Nell’ospedale da campo attrezzato nelle viscere dell’acciaieria l’ufficiale medico Veronika, la madre di Alina, deve farsi giudice di vita o di morte dei soldati feriti: chi salvare amputandogli subito l’arto e chi invece accompagnare alla sua fine con un po’ di morfina. I bambini, eccitati dalle esplosioni, che giocano alla guerra, i vecchi che non vogliono lasciare gli appartamenti devastati. In ogni bomba la mostruosa fame di sangue e distruzione.
Feroci assedianti, russi o ucraini filorussi, contro “i nazisti del battaglione Azov” , come definisce i resistenti ucraini la propaganda di Putin, e in mezzo tanti disperati, solidali davanti a una zuppa calda ma pronti a lacerarsi tra chi vuole l’Ucraina libera a ogni costo e chi dice tanto vale arrendersi: Mosca non ha vinto anche contro Napoleone e Hitler?

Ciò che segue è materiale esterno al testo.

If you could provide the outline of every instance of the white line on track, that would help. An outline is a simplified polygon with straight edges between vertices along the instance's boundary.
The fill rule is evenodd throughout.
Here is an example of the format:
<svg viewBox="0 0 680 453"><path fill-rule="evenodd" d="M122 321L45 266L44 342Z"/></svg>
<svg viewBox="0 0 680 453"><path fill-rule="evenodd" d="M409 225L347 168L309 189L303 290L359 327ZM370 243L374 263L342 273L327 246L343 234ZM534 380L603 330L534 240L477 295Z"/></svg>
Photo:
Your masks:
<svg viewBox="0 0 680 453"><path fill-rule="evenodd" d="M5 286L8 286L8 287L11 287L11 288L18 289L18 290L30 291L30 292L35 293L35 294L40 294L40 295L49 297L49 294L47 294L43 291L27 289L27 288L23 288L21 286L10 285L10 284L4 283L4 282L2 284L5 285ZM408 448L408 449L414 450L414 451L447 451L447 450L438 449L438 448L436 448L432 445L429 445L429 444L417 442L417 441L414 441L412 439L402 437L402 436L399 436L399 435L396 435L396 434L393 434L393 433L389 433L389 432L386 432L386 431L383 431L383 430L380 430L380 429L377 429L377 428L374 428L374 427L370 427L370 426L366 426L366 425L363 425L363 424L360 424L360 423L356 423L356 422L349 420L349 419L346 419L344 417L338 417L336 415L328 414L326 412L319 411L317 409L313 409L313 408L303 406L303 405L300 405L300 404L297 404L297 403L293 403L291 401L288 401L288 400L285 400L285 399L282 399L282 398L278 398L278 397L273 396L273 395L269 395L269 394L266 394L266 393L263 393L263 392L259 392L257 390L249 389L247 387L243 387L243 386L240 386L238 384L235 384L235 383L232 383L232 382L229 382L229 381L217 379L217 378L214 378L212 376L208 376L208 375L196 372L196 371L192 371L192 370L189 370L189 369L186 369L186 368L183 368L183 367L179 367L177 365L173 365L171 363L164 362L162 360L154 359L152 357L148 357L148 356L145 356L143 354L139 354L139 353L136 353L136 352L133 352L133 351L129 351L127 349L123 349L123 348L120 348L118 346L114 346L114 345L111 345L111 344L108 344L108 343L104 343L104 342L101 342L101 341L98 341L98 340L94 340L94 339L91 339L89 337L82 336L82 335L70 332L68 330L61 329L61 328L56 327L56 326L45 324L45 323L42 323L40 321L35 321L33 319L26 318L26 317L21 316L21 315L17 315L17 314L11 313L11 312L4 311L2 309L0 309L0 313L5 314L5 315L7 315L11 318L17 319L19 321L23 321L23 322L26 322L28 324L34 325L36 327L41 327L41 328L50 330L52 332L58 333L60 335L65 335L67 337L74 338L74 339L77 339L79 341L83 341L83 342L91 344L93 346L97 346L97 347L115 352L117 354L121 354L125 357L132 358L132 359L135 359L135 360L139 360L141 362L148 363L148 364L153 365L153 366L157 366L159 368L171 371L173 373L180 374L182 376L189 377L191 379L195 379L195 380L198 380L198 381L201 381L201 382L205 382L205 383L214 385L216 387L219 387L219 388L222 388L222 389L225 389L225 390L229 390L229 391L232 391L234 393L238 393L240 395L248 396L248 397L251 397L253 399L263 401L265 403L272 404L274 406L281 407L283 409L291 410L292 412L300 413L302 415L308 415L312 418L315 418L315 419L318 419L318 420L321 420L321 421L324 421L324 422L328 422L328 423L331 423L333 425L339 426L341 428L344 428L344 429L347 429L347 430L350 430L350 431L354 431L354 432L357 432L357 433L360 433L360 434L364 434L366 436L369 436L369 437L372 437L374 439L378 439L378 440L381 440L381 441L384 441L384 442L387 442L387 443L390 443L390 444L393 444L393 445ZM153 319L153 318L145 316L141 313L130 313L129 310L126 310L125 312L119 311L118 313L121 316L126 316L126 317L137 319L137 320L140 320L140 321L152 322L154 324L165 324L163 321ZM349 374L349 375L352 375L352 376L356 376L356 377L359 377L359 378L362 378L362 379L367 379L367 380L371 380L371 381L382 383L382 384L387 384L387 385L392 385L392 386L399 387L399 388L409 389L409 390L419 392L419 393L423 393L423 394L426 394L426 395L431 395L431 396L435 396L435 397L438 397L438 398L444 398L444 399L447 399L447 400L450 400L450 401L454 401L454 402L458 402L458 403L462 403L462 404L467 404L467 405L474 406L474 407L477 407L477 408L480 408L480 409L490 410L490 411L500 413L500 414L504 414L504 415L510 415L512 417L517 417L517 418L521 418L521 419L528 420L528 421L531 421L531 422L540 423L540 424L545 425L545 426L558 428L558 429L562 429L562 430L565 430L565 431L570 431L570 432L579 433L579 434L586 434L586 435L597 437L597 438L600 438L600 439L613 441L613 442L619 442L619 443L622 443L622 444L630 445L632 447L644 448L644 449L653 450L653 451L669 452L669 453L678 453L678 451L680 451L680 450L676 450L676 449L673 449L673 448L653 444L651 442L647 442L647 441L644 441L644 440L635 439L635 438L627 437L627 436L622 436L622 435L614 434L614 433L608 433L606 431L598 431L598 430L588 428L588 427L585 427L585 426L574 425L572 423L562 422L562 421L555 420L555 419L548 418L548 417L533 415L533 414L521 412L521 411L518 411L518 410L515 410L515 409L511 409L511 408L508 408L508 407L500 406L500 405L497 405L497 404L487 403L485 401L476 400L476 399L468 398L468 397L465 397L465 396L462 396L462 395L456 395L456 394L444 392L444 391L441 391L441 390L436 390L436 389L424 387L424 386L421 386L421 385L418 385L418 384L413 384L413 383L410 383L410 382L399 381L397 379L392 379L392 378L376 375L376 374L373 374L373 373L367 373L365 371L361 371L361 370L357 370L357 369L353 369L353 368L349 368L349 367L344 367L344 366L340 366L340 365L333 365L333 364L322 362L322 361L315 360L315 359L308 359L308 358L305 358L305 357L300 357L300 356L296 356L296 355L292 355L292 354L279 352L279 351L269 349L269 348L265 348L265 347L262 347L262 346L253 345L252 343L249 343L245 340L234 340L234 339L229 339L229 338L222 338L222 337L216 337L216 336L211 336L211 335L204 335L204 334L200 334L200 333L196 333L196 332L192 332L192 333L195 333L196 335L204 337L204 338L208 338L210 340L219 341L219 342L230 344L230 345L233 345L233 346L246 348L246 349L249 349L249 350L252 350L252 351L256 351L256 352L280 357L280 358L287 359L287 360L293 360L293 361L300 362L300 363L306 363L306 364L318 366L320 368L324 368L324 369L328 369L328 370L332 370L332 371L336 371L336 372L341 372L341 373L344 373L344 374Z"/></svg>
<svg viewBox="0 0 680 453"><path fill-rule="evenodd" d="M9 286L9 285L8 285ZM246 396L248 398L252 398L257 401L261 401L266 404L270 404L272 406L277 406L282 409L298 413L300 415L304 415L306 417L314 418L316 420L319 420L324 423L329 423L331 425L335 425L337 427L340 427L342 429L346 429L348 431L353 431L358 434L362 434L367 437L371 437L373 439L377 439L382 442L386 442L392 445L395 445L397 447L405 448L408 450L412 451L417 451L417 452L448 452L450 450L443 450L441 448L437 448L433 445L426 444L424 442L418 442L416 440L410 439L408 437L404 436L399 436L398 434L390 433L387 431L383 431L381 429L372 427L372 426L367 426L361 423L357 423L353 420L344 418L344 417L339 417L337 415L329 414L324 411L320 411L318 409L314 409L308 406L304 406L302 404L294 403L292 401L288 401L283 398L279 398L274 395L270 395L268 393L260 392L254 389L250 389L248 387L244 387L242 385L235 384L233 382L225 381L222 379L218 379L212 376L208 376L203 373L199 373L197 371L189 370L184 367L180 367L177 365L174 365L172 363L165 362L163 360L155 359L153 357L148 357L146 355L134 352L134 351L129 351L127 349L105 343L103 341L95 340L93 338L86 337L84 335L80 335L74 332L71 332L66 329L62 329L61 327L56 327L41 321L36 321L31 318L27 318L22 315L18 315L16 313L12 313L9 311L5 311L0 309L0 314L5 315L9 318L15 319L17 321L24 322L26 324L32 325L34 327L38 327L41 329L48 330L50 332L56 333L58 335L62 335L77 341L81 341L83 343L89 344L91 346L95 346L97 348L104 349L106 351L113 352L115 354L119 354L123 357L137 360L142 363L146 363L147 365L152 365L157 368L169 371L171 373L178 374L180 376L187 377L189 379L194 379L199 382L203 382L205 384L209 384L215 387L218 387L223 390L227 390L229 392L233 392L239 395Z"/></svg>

Ma è un quadro non riducibile a semplice logica. Quando dalle cannonate si passa al corpo a corpo e con il mitra e si vede negli occhi il nemico che devi uccidere, come capita a Pavel, un panettiere del Donetsk occupato chiamato alle armi contro i “nazisti”, non è più guerra, è lotta fratricida. Caino e Abele. E la sua Natalia stuprata da un branco di miliziani di Mosca si è data al bere, non è più lei. Pavel consumerà la vendetta anche se “quei tipi” sono della sua stessa parte.

A cucire insieme le scene della tragedia sono proprio i racconti di Alina al nipotino, settant’anni dopo e il romanzo prende il volo dalla cronaca. Così la mamma medico non può lasciare i feriti e la affida a un’operaia per la fuga nella profonda Russia: «Mi raccomando – le ultime parole -, mai dire che sei ucraina». Dieci anni di Alina in un orfanatrofio a cancellare la sua identità, la sua lingua. Ma nella lettura dei grandi russi, Tolstoj, Dostoevskij, Cechov, scoprirà le incredibili profondità dell’animo umano che vorrà trasmettere al nipote dopo il ritorno in una Mariupol tornata libera, come Nicastro lascia intendere. Ma non sembra pace vera. Come nell’orfanatrofio nel 2022 guai se Alina si fosse lasciata sentire parlare l’ucraino, nel 2092 il nipote non può conoscere il russo. Le barriere dell’odio sono intatte.

In Ivan la fragilità di tanti giovani nel crollo di una Mariupol sulla via della modernizzazione dove in un piccolo locale con sui muri cimeli dei Rolling Stones si ascoltavano le band. Pagine intense, di vita vissuta. Anche l’autore si è trovato in trappola, solo e senza mezzi, con i carri armati russi a poche decine di chilometri. Tutti scappati gli altri colleghi reporter senza offrirgli un posto, finché una “signora in rosso” gli apre la portiera dell’utilitaria. «È per quell’evidente episodio di magia che ho deciso di scrivere questo libro», spiega Nicastro.. Una magia, un qualcosa, conclude «che soccorre l’umanità dai suoi stessi mostri. E ha salvato anche me da Mariupol».
Chissà, diciamo noi oggi, se nonna Alina nel 2092 avrà in serbo per il nipotino altre storie di magia. Storie vere che rende meglio la penna del romanziere che non la cronaca.